I somewhat mispoke here. Prior to 2.4, you could influence the bpf sort order based on the order that the rules were added to the filter, but in 2.4 you cannot do that anymore. However, libseccomp provides seccomp_syscall_priority() which allows tuning the priority. @mborzecki did some instrumenting here and I’ll let him comment with details, but giving the highest priority to the most used syscalls of volatility only brought a small gain. For volatility, it appears that the act of filtering at all is what introduces the overhead since it is calling lseek() nearly 1 million times in @mborzecki’s test runs.
UPDATE: @mborzecki updated these values with averages and I have edited this comment to account for that for clarity. The updated values are:
@unrestricted 18.18s
2.4.1 ~20.26s
bintree ~20.40s
bintree with prioritized ~20.25s
With 2.4.1 there is a ~10% slowdown (18.18s/20.26s) and with the upcoming bintree, an ~11% slowdown (18s/20.40s) for volatility. Adding seccomp_syscall_priority() with bintree to tune the priority for lseek() and read() highest (and a few others), this can be reduced back to ~10% for volatility (18.18s/20.25s).
We’ve always known that there was an overhead for using seccomp filtering. This topic and @mborzecki demonstrate how to measure it. volatility itself is somewhat pathological in that it is calling two syscalls 1.2 million times (lseek() at almost a million and read() at 135k). @mborzecki’s measurements show that sort order isn’t the only factor and that there is kernel overhead mediating the syscall beyond searching for it, but all considered it isn’t terrible even for pathological cases like volatility. There are also things snapd can do without any architectural changes or changes to the kernel to make the overhead as low as 10% for this pathological case and likely much better for standard cases where bintree would shine.

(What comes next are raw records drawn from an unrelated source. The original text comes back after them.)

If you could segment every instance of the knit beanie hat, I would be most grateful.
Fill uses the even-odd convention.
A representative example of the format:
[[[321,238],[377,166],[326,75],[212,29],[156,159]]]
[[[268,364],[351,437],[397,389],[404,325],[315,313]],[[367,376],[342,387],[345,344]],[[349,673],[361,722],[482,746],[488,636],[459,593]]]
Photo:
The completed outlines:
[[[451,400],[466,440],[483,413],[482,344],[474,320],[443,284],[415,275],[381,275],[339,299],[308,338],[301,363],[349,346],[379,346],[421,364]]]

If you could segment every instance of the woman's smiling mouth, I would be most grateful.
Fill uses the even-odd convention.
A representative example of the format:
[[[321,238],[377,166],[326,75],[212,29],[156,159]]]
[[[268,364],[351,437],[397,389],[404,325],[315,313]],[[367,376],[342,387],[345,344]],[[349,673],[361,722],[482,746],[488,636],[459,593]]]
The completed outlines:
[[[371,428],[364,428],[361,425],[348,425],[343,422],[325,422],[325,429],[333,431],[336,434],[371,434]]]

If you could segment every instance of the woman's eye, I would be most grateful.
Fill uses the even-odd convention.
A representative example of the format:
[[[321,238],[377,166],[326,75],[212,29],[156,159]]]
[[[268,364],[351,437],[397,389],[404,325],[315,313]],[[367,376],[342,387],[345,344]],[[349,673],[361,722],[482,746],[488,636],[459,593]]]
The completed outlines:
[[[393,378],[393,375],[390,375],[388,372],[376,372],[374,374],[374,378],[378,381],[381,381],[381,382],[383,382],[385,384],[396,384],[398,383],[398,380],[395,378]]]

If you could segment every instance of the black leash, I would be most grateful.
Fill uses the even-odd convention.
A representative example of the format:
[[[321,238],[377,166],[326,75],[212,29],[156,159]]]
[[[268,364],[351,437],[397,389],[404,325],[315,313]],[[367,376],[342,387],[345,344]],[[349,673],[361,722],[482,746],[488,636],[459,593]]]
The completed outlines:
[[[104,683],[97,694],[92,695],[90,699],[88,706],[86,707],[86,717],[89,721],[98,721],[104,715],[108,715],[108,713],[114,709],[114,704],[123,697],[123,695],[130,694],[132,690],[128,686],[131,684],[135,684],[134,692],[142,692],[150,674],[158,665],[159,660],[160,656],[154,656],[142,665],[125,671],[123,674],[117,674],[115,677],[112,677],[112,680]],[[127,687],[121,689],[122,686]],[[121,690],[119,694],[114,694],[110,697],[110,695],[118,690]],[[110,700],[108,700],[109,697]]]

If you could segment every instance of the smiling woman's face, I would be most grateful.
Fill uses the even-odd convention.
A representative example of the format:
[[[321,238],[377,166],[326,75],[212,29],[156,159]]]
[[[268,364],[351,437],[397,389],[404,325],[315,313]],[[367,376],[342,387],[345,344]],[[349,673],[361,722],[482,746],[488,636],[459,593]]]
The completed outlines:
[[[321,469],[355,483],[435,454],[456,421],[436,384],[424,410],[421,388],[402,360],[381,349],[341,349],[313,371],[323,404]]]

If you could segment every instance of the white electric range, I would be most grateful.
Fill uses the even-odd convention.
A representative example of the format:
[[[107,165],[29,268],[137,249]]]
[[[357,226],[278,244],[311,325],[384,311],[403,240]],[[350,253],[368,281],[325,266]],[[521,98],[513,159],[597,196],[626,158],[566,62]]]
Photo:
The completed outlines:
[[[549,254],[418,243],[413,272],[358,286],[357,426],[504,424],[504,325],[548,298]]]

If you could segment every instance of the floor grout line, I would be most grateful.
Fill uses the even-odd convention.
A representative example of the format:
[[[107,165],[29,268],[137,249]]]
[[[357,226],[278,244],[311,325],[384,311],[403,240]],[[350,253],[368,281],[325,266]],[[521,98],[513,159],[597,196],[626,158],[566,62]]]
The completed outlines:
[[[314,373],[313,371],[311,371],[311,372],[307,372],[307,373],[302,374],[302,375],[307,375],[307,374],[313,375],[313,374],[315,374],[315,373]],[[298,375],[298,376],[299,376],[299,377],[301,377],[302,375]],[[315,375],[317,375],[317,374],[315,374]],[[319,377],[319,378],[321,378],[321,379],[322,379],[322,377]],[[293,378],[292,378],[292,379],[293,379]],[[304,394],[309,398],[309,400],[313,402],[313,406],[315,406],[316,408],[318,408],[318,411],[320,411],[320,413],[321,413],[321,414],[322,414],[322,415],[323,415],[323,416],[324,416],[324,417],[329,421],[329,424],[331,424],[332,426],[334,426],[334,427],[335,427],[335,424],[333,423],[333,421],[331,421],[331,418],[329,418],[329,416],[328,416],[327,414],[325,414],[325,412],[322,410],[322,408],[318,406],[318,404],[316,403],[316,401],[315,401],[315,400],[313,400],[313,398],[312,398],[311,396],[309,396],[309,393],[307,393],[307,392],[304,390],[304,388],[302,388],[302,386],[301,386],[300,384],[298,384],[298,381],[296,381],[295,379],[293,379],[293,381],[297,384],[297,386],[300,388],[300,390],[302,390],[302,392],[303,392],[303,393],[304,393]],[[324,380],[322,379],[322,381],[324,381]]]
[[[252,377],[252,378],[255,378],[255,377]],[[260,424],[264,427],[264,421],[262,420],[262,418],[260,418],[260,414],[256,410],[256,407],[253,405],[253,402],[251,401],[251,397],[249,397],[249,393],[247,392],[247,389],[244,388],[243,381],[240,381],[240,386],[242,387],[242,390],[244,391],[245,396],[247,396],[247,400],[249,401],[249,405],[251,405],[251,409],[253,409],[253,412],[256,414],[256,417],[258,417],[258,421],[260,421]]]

Today, volatility can compile and ship the pyc files to cut the slowdown by more than half. We’ll pickup bintree in the fullness of time with libseccomp 2.5 to bring an additional small improvement. If warranted, we can in the future explore how to expose seccomp_syscall_priority() or even which sort algorithm to use in snapd to bring this down even further (eg, perhaps by letting snap developers specify the priority of syscalls in their snap.yaml when the defaults aren’t good enough; or adding an ‘optimize’ command to snapcraft/etc to measure usage and make this easier for the developer).
Thank you @mborzecki and @mvo for the measurements. It seems clear to me we should add some benchmarking in this area which includes non-pathological cases, and then see what the next steps are.

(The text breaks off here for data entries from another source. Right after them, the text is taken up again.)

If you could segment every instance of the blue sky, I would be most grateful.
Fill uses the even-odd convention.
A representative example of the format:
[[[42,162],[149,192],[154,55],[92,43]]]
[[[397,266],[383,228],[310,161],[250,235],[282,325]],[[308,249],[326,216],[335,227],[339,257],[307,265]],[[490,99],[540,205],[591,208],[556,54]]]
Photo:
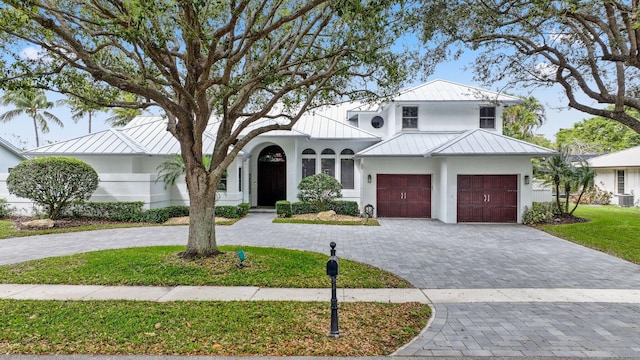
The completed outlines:
[[[473,81],[473,73],[470,69],[465,67],[471,67],[474,61],[472,53],[463,55],[457,61],[445,62],[436,68],[433,75],[427,78],[429,80],[442,79],[449,80],[465,85],[473,85],[482,87],[488,90],[500,91],[500,84],[494,84],[493,86],[485,86],[484,84],[476,83]],[[407,81],[407,86],[414,86],[424,79],[416,79],[415,81]],[[591,115],[579,112],[577,110],[568,109],[566,104],[567,100],[560,87],[551,89],[535,90],[531,94],[517,88],[504,89],[505,91],[515,95],[533,95],[535,96],[546,108],[547,122],[540,129],[538,133],[543,134],[550,140],[555,139],[555,134],[561,128],[572,127],[575,122],[581,121],[584,118],[589,118]],[[50,94],[49,100],[61,99],[62,96],[58,94]],[[4,113],[10,110],[11,107],[1,107],[0,113]],[[40,144],[44,145],[49,142],[56,142],[60,140],[71,139],[86,135],[88,133],[88,123],[86,119],[80,120],[77,124],[71,120],[71,114],[69,110],[63,106],[58,106],[51,110],[56,116],[58,116],[64,122],[64,128],[60,128],[54,124],[50,124],[50,132],[47,134],[40,134]],[[109,126],[104,123],[109,115],[101,113],[93,119],[92,131],[97,132],[107,129]],[[31,119],[24,116],[19,119],[14,119],[9,123],[0,123],[0,136],[11,142],[18,148],[33,148],[35,147],[35,135],[33,130],[33,123]]]

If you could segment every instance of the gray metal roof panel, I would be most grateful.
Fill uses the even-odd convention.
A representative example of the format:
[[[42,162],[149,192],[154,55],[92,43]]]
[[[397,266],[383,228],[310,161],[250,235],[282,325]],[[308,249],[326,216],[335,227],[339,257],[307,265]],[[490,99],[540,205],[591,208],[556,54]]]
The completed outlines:
[[[104,131],[84,135],[28,150],[32,155],[71,154],[146,154],[144,147],[132,139],[121,136],[119,130]]]
[[[588,162],[594,168],[640,167],[640,146],[598,156]]]
[[[356,156],[424,156],[430,149],[459,135],[459,132],[403,132],[358,152]]]
[[[401,91],[394,101],[498,101],[521,103],[522,99],[480,89],[473,86],[457,84],[446,80],[433,80],[428,83]]]
[[[432,149],[425,156],[555,155],[553,150],[483,129],[467,131]]]

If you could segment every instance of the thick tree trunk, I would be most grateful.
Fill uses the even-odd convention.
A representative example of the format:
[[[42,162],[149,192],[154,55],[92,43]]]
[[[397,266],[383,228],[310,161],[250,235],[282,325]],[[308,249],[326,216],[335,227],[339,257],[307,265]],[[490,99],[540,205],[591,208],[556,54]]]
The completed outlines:
[[[183,258],[210,257],[219,254],[215,232],[216,186],[210,184],[204,170],[187,174],[189,188],[189,240]],[[189,170],[187,170],[189,173]]]

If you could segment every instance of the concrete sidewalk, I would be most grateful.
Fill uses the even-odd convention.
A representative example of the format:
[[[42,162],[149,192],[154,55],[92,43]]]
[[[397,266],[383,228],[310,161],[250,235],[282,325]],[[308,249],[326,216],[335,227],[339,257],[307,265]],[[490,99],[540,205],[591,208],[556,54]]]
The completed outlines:
[[[640,290],[623,289],[338,289],[337,293],[338,301],[341,302],[640,304]],[[331,289],[0,284],[0,299],[156,302],[329,301]]]

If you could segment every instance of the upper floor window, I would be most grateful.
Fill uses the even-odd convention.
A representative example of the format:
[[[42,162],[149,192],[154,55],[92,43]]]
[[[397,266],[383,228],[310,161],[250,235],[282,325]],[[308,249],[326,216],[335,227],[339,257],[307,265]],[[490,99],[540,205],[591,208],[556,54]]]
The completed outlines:
[[[496,128],[496,107],[486,106],[480,108],[480,129]]]
[[[336,176],[336,152],[331,149],[324,149],[320,153],[320,170],[323,174]]]
[[[353,189],[355,187],[353,155],[355,153],[351,149],[344,149],[340,152],[340,183],[343,189]]]
[[[417,106],[402,107],[402,128],[403,129],[418,128],[418,107]]]
[[[616,171],[616,190],[618,194],[624,194],[624,170]]]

I tried to collect more sample. The variance of respective runs is quite annoying and it’s hard to take any measurements reliably. Unsurprisingly collecting more samples changes the picture a little bit. We’ll need a better benchmark if we are to investigate this further.

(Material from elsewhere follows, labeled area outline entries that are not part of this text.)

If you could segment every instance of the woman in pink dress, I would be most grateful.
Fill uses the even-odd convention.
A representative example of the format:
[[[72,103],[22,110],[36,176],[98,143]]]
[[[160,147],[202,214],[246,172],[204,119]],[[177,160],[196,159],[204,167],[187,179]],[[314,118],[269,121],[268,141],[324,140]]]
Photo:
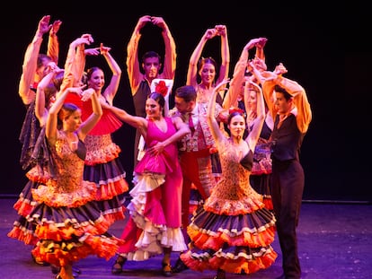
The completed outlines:
[[[120,274],[127,259],[146,260],[164,254],[163,275],[170,276],[171,252],[187,249],[181,230],[182,174],[177,142],[190,133],[189,126],[180,117],[164,117],[164,98],[157,92],[146,101],[146,118],[109,108],[120,119],[137,128],[147,146],[134,170],[135,187],[128,205],[130,219],[120,237],[125,244],[119,249],[111,272]]]

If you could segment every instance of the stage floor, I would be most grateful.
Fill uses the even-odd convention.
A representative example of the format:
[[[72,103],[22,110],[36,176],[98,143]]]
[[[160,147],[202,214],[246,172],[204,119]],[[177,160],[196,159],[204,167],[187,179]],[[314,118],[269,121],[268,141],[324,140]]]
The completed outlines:
[[[15,198],[0,198],[0,278],[40,279],[55,278],[50,267],[34,264],[31,247],[6,236],[17,218],[13,205]],[[110,231],[120,236],[126,221],[117,222]],[[372,278],[372,205],[358,203],[304,202],[297,228],[298,249],[302,278],[343,279]],[[250,275],[227,274],[226,278],[276,278],[281,275],[281,252],[276,238],[273,248],[279,254],[276,262],[268,269]],[[173,254],[173,264],[178,254]],[[139,279],[162,278],[162,257],[143,262],[128,261],[119,275],[111,273],[114,258],[106,261],[89,257],[75,264],[82,274],[78,278]],[[215,276],[214,271],[186,270],[173,278],[207,279]]]

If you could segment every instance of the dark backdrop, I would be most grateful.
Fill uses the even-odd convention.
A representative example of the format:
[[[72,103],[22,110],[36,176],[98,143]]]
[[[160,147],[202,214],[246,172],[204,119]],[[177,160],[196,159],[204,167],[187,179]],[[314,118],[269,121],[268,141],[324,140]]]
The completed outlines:
[[[4,123],[1,195],[18,195],[26,182],[24,171],[19,164],[21,144],[18,141],[25,109],[17,90],[24,51],[41,16],[50,14],[51,21],[59,19],[63,22],[58,32],[60,66],[65,62],[68,44],[83,33],[93,35],[95,40],[93,46],[103,42],[105,46],[112,48],[111,55],[123,71],[114,103],[129,113],[134,113],[125,65],[126,48],[137,19],[151,14],[164,18],[176,42],[178,57],[173,89],[184,84],[190,56],[206,29],[216,24],[227,26],[231,52],[230,76],[249,39],[255,37],[268,38],[265,54],[269,69],[273,69],[282,62],[288,70],[287,76],[297,81],[306,90],[313,109],[313,121],[301,151],[301,161],[306,171],[304,199],[371,200],[367,187],[371,183],[361,175],[368,170],[368,163],[360,161],[365,157],[361,155],[365,150],[361,146],[360,150],[356,148],[359,145],[351,144],[345,136],[350,135],[349,131],[355,133],[359,127],[362,127],[358,119],[359,117],[367,118],[368,99],[362,102],[365,109],[358,109],[358,115],[354,114],[351,118],[348,118],[350,117],[347,112],[350,109],[346,109],[351,104],[344,102],[345,92],[352,91],[352,94],[356,94],[354,96],[359,100],[363,93],[367,93],[367,87],[361,86],[358,81],[368,78],[367,73],[370,74],[371,71],[368,70],[366,65],[368,64],[365,62],[366,59],[371,61],[371,55],[364,41],[363,47],[360,44],[356,48],[350,39],[343,37],[344,34],[341,31],[350,31],[351,27],[348,25],[343,29],[342,21],[331,20],[330,16],[337,13],[336,8],[326,11],[314,3],[301,3],[299,6],[299,4],[286,5],[283,2],[267,2],[258,5],[241,1],[236,1],[236,4],[229,1],[223,5],[212,2],[203,4],[201,1],[197,4],[192,1],[174,2],[167,5],[148,4],[140,1],[138,4],[132,3],[130,8],[129,4],[124,3],[120,6],[128,5],[128,8],[109,3],[101,3],[95,6],[87,2],[85,4],[85,6],[69,7],[64,2],[53,4],[52,6],[50,4],[42,4],[38,2],[37,8],[22,6],[19,8],[22,9],[21,12],[19,9],[4,11],[8,14],[4,14],[1,18],[3,101],[0,111]],[[357,24],[368,22],[367,19],[358,21]],[[163,56],[163,40],[157,28],[146,26],[143,33],[140,52],[151,49]],[[46,50],[47,36],[44,38],[42,52]],[[357,41],[354,39],[352,40]],[[219,45],[219,39],[208,42],[203,56],[214,57],[218,61]],[[351,50],[347,50],[346,56],[345,45],[351,46]],[[88,57],[87,67],[92,65],[102,66],[106,78],[111,77],[111,71],[102,57]],[[357,76],[350,68],[361,69],[365,74]],[[357,83],[348,82],[350,78],[356,79],[353,81]],[[355,122],[347,124],[345,121],[348,119]],[[356,135],[358,134],[355,133]],[[134,129],[128,125],[123,125],[113,135],[114,141],[122,149],[120,159],[128,181],[133,170],[134,135]]]

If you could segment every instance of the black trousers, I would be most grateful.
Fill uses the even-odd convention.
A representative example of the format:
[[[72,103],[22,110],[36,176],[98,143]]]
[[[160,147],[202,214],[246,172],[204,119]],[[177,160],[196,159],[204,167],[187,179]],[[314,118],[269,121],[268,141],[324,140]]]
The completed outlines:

For some totally unscientific results from running volatility across 10 runs:
2.4.1, bintree, prioritized indicate profiles generated with 2.4.1, bintree patches and snap-seccomp syscall priority tweaks respectively (disassembly of the prioritized profile is here: https://paste.ubuntu.com/p/DHV5tfChq6/)
unrestricted is basically seccomp filtering being disabled
The priorized sample had the following syscall priorities assigned from 255 down in this order: "lseek", "read", "munmap", "fstat", "mmap", "openat", "stat". Remaining syscalls were left with their default priorities.
Now that we have investigated this a bit, we can prepare a better, more representative benchmark. This one is heavily skewed towards read() and lseek(), which are already handled early. If the tool used recvmsg()/sendmsg() I would expect a higher impact of bintree patch.